Investigations & Dispute Resolutions

Sealing the deal: When is a settlement reached?

15 December 2017


Sealing the deal: When is a settlement reached?

Ellen Davis, Associate

A recent decision of the Full Bench of the Fair Work Commission demonstrates that while the parties may be confident a deal has been struck, the communications between the parties will be essential in determining, objectively, whether an intention existed to make a concluded and binding settlement.

Background

The Applicant, a 77-year-old with 34 years of unblemished service with the Respondent was dismissed based on his failure to follow safety policies, procedures and guidelines while working in a safety critical location, causing significant risk of harm to himself, his team and members of the public. The Applicant disputed the dismissal.

Prior to the matter being heard, the Applicant and Respondent’s representatives engaged in settlement negotiations and it was said that an agreement to settle was reached in principle. The hearing was vacated, with leave to apply for it to be restored should the parties not be able to agree upon the deed. The Applicant disputed that a binding settlement had been reached between the parties and submitted that the Respondent had made a counter offer which he did not accept.

Offer to Settle

The Applicant proposed to settle on the following terms:

  1. the Applicant would be re-employed;
  2. upon re-employment, the Applicant would perform administrative tasks only;
  3. unless required by the Respondent, the Applicant would not perform any work which would attract overtime and/or penalty rates; and
  4. the Applicant was not to receive any back pay or benefits for the period between termination of employment and re-employment.

The Respondent accepted the offer, subject to further qualifications provided in a draft deed for the Applicant’s review. The qualifications specified:

  1. re-employment was subject to the passing of a medical assessment (the “First Qualification”);
  2. the Applicant was excluded from working at any safety critical environments (the “Second Qualification”); and
  3. the settlement would be subject to confidentiality (the “Third Qualification”).

The Applicant was of the view that the qualifications did not constitute an acceptance and he sought to relist the matter for a hearing.

The Decision

In resolving whether the matter was settled and the Applicant was precluded from having the matter heard, the Full Bench made the following comments about when an agreement is reached. Acceptance:

  1. corresponds to an offer if it is an unequivocal acceptance of the terms offered;
  2. is not an unequivocal acceptance of the terms offered if it deviates from the offer, even if that deviation is not material or important. However, as a qualification to this principle, if a new term is included in a purported acceptance of an offer and the new term is solely for the benefit of the offeror, then this can constitute a valid acceptance;
  3. will be effective if it does not depart from the terms of the offer, but simply repeats in the offeree’s own words the effect of the offer; and
  4. will be effective if it sets out expressly what would be implied by law in the absence of express agreement. For example, an offer may contemplate that, were it to be accepted, a document would be prepared to record its terms.

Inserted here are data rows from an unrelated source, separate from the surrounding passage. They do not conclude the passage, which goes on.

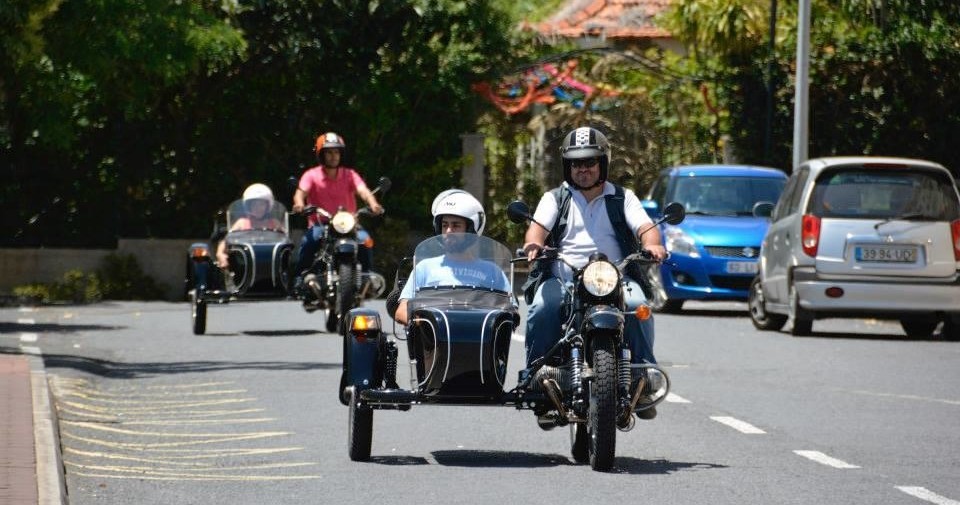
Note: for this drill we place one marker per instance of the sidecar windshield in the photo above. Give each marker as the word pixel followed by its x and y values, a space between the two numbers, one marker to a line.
pixel 256 215
pixel 456 264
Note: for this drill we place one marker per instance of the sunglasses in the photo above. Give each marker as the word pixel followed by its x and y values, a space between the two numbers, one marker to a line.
pixel 584 163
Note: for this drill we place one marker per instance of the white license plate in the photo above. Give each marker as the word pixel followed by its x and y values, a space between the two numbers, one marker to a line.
pixel 742 267
pixel 886 254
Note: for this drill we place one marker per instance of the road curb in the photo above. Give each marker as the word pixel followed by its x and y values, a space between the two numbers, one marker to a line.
pixel 51 482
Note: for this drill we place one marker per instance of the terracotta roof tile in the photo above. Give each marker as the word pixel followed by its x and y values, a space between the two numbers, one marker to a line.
pixel 624 19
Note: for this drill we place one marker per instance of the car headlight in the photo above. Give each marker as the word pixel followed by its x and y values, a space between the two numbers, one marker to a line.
pixel 678 242
pixel 600 278
pixel 343 222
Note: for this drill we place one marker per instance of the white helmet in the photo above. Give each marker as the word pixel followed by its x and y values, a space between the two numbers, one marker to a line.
pixel 457 202
pixel 258 191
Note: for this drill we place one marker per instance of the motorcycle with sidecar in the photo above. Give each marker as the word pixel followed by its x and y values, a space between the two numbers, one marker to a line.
pixel 458 343
pixel 260 261
pixel 335 279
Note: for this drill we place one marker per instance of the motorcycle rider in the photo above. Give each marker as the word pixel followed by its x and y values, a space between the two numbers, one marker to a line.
pixel 257 203
pixel 456 215
pixel 329 186
pixel 586 228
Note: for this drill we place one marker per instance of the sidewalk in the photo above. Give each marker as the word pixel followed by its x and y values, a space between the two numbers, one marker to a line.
pixel 31 471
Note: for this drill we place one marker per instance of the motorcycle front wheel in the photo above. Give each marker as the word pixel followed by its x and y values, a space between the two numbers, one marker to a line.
pixel 198 314
pixel 579 440
pixel 346 292
pixel 360 435
pixel 602 415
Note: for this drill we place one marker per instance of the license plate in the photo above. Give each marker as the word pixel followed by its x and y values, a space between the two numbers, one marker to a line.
pixel 742 267
pixel 886 254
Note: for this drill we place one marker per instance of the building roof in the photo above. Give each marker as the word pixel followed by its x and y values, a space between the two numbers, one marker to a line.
pixel 615 19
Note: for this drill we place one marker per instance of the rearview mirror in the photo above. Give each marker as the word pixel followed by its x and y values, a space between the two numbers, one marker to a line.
pixel 674 213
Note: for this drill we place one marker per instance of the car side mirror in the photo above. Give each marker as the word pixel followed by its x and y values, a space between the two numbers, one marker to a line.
pixel 674 213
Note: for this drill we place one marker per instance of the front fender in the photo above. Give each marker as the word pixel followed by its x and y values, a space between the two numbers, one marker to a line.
pixel 603 318
pixel 363 347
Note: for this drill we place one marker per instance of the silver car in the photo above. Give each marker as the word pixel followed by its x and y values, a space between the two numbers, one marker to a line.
pixel 862 237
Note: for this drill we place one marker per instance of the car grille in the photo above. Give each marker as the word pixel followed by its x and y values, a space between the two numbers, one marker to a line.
pixel 731 281
pixel 744 252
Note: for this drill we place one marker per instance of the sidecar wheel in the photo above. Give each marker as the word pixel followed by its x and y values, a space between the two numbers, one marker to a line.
pixel 579 440
pixel 360 436
pixel 602 415
pixel 199 315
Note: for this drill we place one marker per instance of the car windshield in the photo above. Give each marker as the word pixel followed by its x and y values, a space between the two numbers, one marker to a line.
pixel 257 215
pixel 462 266
pixel 725 196
pixel 885 194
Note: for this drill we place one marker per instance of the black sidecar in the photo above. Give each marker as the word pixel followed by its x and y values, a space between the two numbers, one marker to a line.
pixel 260 256
pixel 458 343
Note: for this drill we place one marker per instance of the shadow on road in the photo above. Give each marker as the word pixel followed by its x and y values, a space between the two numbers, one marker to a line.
pixel 517 459
pixel 113 369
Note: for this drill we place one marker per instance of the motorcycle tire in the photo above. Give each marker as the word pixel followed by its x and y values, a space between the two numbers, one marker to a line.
pixel 346 291
pixel 199 315
pixel 579 439
pixel 602 414
pixel 360 434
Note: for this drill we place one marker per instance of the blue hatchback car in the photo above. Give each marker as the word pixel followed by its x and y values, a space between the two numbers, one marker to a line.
pixel 714 252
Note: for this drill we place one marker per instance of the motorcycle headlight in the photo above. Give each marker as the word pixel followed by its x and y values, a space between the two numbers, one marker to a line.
pixel 600 278
pixel 343 222
pixel 678 242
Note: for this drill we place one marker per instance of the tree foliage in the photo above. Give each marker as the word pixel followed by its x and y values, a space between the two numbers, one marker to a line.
pixel 142 118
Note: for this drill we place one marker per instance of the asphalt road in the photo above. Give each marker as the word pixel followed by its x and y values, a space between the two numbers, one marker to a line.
pixel 247 414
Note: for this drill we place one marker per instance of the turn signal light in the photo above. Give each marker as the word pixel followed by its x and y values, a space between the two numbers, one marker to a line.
pixel 642 312
pixel 365 323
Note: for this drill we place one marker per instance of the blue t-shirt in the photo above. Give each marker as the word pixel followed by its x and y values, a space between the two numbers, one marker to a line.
pixel 447 271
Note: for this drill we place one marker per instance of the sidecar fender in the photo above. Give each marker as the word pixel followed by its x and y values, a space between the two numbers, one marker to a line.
pixel 603 318
pixel 199 265
pixel 363 347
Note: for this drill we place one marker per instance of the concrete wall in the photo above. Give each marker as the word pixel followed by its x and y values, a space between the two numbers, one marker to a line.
pixel 163 260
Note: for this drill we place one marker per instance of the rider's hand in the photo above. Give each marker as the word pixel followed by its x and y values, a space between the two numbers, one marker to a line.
pixel 657 251
pixel 532 250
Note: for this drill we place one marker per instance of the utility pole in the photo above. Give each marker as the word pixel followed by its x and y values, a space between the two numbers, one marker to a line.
pixel 801 106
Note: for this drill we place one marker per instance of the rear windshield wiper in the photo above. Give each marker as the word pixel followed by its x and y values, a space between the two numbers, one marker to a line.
pixel 906 217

Similarly, if a purported acceptance of an offer merely includes the “machinery of working out what was meant by the offer” it does not revoke the offer and may constitute acceptance of the offer.

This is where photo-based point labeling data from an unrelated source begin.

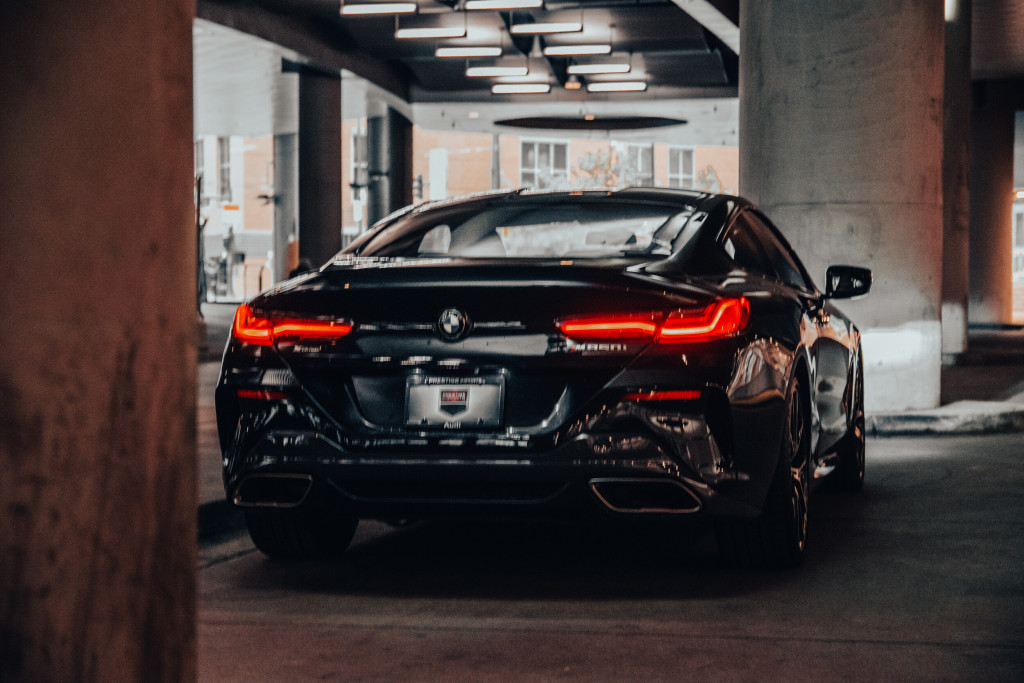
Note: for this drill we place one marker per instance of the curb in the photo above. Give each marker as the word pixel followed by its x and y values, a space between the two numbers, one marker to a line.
pixel 965 417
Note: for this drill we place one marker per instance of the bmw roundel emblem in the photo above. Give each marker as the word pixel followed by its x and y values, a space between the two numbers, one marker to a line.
pixel 453 325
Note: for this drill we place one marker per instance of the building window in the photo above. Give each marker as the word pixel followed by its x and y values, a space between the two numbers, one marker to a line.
pixel 224 168
pixel 638 169
pixel 545 165
pixel 681 167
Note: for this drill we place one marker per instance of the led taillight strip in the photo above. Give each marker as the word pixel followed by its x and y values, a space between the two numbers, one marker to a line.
pixel 719 319
pixel 252 328
pixel 687 394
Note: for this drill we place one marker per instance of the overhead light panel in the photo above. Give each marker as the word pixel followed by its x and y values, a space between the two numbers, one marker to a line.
pixel 520 88
pixel 572 50
pixel 431 32
pixel 545 27
pixel 599 69
pixel 616 86
pixel 365 9
pixel 468 52
pixel 504 4
pixel 476 72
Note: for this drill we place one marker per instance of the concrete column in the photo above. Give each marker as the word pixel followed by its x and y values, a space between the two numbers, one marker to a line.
pixel 496 161
pixel 97 373
pixel 286 196
pixel 320 166
pixel 389 157
pixel 841 143
pixel 991 203
pixel 955 166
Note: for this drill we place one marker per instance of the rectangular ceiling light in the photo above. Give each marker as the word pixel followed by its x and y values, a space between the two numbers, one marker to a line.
pixel 599 69
pixel 504 4
pixel 431 32
pixel 520 88
pixel 476 72
pixel 378 8
pixel 545 27
pixel 468 52
pixel 620 86
pixel 569 50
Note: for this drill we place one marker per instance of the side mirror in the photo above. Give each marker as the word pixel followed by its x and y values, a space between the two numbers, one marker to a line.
pixel 846 282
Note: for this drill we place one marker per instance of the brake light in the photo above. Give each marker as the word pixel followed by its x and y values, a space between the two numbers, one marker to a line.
pixel 721 318
pixel 664 395
pixel 610 327
pixel 262 394
pixel 253 328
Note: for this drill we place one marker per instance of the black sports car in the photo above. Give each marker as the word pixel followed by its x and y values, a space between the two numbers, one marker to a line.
pixel 641 352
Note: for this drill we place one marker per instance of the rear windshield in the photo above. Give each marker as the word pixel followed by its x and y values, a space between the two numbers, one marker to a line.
pixel 534 229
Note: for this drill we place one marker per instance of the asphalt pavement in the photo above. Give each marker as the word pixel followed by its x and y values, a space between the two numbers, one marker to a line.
pixel 982 393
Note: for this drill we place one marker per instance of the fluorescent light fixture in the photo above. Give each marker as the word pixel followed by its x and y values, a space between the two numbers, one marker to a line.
pixel 378 8
pixel 545 27
pixel 468 52
pixel 504 4
pixel 476 72
pixel 569 50
pixel 616 86
pixel 520 88
pixel 431 32
pixel 599 69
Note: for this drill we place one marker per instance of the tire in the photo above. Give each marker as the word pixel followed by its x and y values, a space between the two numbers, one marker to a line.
pixel 300 534
pixel 849 474
pixel 776 538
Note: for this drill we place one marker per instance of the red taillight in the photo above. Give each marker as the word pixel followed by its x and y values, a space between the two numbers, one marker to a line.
pixel 663 395
pixel 610 327
pixel 262 394
pixel 721 318
pixel 252 328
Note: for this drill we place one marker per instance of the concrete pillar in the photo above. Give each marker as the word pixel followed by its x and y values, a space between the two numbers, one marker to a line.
pixel 991 203
pixel 389 158
pixel 496 161
pixel 320 166
pixel 955 166
pixel 841 143
pixel 286 196
pixel 97 373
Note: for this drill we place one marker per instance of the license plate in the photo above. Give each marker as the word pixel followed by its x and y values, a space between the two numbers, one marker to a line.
pixel 454 402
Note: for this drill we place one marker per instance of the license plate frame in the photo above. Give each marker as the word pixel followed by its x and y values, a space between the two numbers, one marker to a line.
pixel 455 402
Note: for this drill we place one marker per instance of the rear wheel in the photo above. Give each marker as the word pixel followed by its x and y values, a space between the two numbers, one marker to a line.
pixel 849 474
pixel 777 537
pixel 304 532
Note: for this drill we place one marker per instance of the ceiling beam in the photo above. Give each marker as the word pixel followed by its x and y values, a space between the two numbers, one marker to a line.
pixel 721 17
pixel 315 40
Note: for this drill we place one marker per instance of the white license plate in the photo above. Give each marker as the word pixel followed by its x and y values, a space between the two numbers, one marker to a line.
pixel 454 402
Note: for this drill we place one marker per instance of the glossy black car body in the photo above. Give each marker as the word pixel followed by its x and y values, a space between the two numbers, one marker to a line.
pixel 643 352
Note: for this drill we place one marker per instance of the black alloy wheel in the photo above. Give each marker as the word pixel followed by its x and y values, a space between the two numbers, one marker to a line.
pixel 776 538
pixel 306 532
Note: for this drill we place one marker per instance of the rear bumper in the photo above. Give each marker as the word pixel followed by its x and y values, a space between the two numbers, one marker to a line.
pixel 627 474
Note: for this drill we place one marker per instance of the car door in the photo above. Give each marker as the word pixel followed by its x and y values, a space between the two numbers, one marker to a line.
pixel 827 343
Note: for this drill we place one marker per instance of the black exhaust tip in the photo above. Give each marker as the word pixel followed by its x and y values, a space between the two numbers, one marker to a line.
pixel 272 491
pixel 645 496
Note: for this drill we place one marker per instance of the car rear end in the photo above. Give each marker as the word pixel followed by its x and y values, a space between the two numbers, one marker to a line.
pixel 503 387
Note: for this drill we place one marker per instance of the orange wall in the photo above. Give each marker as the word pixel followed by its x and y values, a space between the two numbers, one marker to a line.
pixel 716 169
pixel 258 163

Ultimately, the question was whether a “reasonable recipient of the acceptance would have regarded it as corresponding to the offer or whether they would have taken the acceptance to be…such that it would amount to a counter offer, or at any rate not an unconditional acceptance of what was originally offered”1 .

The Full Bench considered the Respondent’s three qualifications to the Applicant’s offer. The First Qualification was held as a term capable of being implied. The Second Qualification was held not to be solely for the benefit of the Applicant and deviated from the offer proposed by the Applicant. The Third Qualification deviated from the Applicant’s original offer of settlement.

In addition, the Full Bench held that confidentiality was primarily for the benefit of the Respondent and that there was reason to believe that the Applicant would have wanted to disclose to his colleagues upon his return to work, his dismissal and re-employment. In these circumstances, it could not be said that confidentiality of the settlement was a term that “went without saying”.

As the second and third qualifications proposed new terms that where not for the benefit of the Applicant, the Full Bench held that the Respondent’s purported acceptance of the offer was not effective and there was no binding agreement to settle.

Key takeaways

  • A binding agreement will not be reached unless acceptance is unequivocal, leaving no terms left to be negotiated.
  • A variation to negotiated terms or proposal of an additional term can constitute acceptance provided the variation or additional term is solely for the benefit of the offeror.
  • The communications between the parties are relevant when determining their intention to enter into an in-principle agreement to settle.
Posted in Investigations & Dispute Resolutions.